UX in healthcare isn't a cost, it's a growth strategy
The healthcare UX conversation has been stuck on adjectives. The competitors that rank for these queries agree design matters, then go quiet on what it returns. The number is the argument. A named portal redesign returned a measured 9,900% ROI by giving skilled people their time back, and a model you can run on your own product turns that from a story into a forecast. Treat UX as a growth lever with a calculable return, anchor it in clinician time, adoption, safety, and retention, and the budget conversation changes from "can we afford design" to "can we afford the friction we have now."
FAQ
What is the ROI of UX design in healthcare?
It is the financial return on money spent on UX research and design, calculated as (gain − investment) / investment × 100. In healthcare the gain comes from clinician time saved, fewer usability-linked errors, higher feature adoption, and patient retention rather than from consumer conversions alone.
How do you calculate the ROI of healthcare UX?

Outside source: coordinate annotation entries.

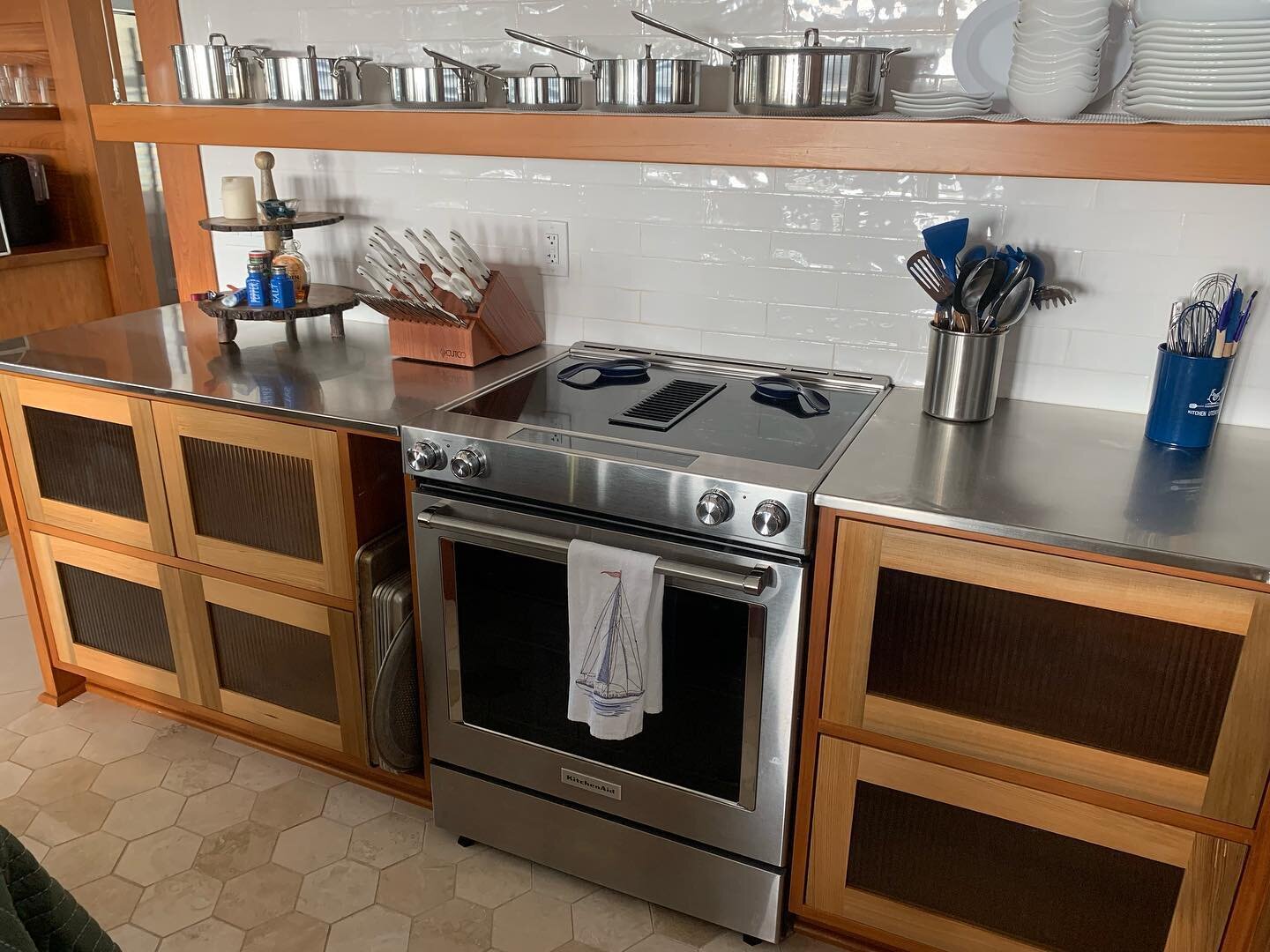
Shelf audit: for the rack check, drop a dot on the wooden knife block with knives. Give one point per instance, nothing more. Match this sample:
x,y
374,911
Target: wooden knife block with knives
x,y
501,326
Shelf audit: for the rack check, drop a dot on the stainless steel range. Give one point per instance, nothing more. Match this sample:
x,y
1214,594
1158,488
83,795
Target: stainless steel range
x,y
678,456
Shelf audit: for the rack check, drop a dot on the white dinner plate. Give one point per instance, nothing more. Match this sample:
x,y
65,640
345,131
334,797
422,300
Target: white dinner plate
x,y
984,48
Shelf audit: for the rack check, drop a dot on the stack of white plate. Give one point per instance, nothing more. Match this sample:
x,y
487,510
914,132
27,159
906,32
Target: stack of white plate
x,y
947,104
1058,55
1213,69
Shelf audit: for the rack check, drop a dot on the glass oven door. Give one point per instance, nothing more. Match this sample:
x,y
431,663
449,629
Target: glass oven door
x,y
715,764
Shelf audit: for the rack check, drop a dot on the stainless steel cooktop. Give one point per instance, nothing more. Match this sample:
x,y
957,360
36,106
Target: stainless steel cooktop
x,y
686,446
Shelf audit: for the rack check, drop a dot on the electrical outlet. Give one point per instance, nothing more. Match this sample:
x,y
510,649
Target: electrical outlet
x,y
554,248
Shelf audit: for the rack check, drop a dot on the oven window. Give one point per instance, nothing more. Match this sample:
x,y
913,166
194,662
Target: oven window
x,y
513,649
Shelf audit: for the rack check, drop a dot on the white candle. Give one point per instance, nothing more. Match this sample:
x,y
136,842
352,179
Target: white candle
x,y
238,197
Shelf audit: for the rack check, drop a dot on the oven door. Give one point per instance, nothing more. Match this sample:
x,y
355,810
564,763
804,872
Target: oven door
x,y
714,767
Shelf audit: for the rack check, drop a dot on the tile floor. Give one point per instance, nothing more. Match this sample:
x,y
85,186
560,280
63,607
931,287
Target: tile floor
x,y
181,841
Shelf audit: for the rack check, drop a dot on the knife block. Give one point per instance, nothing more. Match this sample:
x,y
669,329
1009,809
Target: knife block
x,y
502,325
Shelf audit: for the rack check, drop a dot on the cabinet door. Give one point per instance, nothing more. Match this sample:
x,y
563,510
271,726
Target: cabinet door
x,y
967,863
88,461
279,661
116,614
257,496
1134,683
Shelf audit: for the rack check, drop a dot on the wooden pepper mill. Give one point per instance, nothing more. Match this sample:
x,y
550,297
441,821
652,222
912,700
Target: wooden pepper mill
x,y
265,163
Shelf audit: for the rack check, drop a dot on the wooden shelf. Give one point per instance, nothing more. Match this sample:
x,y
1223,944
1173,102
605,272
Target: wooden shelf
x,y
1231,153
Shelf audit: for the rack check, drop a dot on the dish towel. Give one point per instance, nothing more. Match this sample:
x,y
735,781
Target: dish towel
x,y
615,639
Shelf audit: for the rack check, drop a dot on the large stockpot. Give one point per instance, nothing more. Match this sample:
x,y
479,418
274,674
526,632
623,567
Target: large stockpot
x,y
216,72
312,80
807,80
455,86
639,86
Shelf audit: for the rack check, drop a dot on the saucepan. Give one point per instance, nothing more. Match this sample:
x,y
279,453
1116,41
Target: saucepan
x,y
637,86
807,80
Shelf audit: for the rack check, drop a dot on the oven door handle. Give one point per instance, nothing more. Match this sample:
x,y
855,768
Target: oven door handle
x,y
752,583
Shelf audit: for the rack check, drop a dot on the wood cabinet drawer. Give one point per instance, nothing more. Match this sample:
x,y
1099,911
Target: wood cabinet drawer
x,y
968,863
257,496
1129,682
88,461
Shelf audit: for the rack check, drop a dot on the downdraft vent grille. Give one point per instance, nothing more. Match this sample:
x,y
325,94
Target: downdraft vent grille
x,y
667,405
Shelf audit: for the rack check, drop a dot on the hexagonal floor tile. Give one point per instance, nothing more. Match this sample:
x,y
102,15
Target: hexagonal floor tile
x,y
260,770
294,932
176,903
49,747
533,923
51,784
161,854
288,804
193,775
354,805
69,818
386,839
493,879
216,809
259,895
374,929
456,926
84,859
109,900
415,885
235,851
131,776
311,844
611,922
337,890
143,814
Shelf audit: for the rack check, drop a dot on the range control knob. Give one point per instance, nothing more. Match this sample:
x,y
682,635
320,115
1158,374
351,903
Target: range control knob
x,y
771,518
469,464
714,508
424,456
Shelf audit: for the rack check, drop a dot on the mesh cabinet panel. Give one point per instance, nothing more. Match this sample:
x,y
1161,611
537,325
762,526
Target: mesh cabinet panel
x,y
116,616
251,496
1136,686
86,462
277,663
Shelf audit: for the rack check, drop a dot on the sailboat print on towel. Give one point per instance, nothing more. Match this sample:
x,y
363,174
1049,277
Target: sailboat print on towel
x,y
612,672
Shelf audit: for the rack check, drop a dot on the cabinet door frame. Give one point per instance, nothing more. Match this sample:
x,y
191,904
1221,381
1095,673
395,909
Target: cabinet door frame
x,y
51,550
320,447
1212,866
153,533
333,623
1233,787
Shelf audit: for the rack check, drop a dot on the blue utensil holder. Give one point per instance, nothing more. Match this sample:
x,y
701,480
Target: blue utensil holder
x,y
1188,398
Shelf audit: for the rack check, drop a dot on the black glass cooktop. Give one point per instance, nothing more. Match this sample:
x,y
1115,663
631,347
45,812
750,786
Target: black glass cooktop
x,y
730,423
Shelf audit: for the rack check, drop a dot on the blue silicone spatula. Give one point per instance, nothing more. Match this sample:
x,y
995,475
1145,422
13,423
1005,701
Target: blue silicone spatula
x,y
946,240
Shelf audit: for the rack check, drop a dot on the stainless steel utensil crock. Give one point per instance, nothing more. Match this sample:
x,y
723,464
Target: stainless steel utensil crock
x,y
554,93
637,86
314,80
807,80
963,375
215,72
455,86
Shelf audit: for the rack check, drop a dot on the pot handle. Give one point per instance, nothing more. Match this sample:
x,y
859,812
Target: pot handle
x,y
548,45
885,58
676,32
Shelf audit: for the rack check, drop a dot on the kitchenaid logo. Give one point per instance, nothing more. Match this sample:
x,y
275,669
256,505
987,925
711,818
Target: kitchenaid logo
x,y
596,786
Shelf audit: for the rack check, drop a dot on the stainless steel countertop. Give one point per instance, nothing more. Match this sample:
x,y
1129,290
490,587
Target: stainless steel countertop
x,y
1065,476
173,352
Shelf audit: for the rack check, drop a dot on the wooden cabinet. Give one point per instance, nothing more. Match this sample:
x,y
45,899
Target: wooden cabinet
x,y
117,616
257,496
277,661
1140,684
967,863
88,461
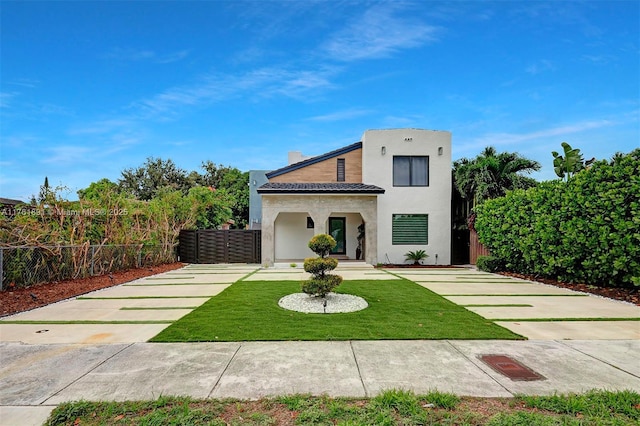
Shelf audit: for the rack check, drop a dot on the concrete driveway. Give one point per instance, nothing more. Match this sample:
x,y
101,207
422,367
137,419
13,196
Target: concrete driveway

Define the problem operationally, set baseline metrics (task-completion time, error rate, adoption, retention), forecast a conservative improvement in dollar terms, apply ROI = (gain − investment) / investment × 100, and translate the result for clinical-operations, compliance, and finance owners.
Does better UX actually reduce costs for healthcare providers?
It can, by returning clinician and staff time spent on inefficient workflows and by reducing usability-linked rework and error handling. Research on physician time allocation finds clinicians spend up to two hours on EHR and clerical tasks for every hour of patient care (Sinsky et al., via the AMA), so removing friction has measurable cost value. Results vary by product and engagement.
Why is UX ROI higher in healthcare than in consumer apps?
Because friction costs billable clinician time, patients will switch providers over digital experience, and usability problems carry safety and regulatory risk. The same usability improvement captures more value than it would in a consumer product, which is why consumer-app ROI math tends to understate it.
What metrics prove the business value of healthcare UX?
Task-completion time, error rate, and feature adoption on the usability side, and patient or provider retention and switching rate on the revenue side. Baselines measured before and after a redesign turn these into a defensible ROI figure.